We are an entire team of music lovers. Beyond music though, we're particularly passionate about
understanding and
visualizing recommendation algorithms in order to understand how they work. Our motivation for this project
brings these
two passions together. Our project is involved in the area of recommendation systems and algorithms. We want
to allow
our users to be able to find song recommendations, as well as understand what makes the songs similar in
order to make
on the spot judgements to create a creative linking throughout the work.

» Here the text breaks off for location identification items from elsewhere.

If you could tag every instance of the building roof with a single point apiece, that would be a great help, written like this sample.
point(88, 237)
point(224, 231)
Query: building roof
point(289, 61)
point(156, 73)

Our tool has two primary use cases for this domain area and problem: playlist development for hobbyists or
producers and
live DJing for hobbyist or professional DJs. Producers of playlists or albums need to create a track
ordering that tells
a story or creates a seamless flow. To do this, they need to understand the similarity between songs and
what drives
that similarity in order to create an effective ordering. Alternatively, the role of a DJ is to make these
judgements on
the fly. Without an AI tool or automation, the DJ needs to rely on his own awareness of song options and
understanding
of their dynamics from memory. With our visualization tool, a DJ would be able to link songs together over
time, make
snap judgement decisions on which song to choose next, and see what trajectory his performance has taken
over time.
Background
The original dataset was collected from the Free Musical Archive ("FMA"). FMA offers free access to open
licensed,
original music by independent artists around the world. Our tool visualizes different song tracks and
recommended
songs based on similarity of different attributes like valence, tempo and danceability. We used Python to
clean and
prepare our data. In order to find the similarity between songs, we decided to use the Euclidean distance
method via
Scikit-Learn to obtain an adjacency matrix for all nodes/songs. We then found top 6 matches and converted
the data
to a json file.
The following are potential issues with our dataset. Data sampling might not be accurate for our population,
presenting biases as only independent artists who are willing to upload their music for free. As a result,
the bias
is that any music that is privatized will not be present. Some data quality issues are that some tracks do
not have
genres associated with them and there are multiple tracks with the same names. There are also some erroneous
lines
in the csv file that had to be removed. To correct this, we had to manually delete such rows from the csv
files.
Moreover, outliers in the data consist of six songs that are shorter than two seconds.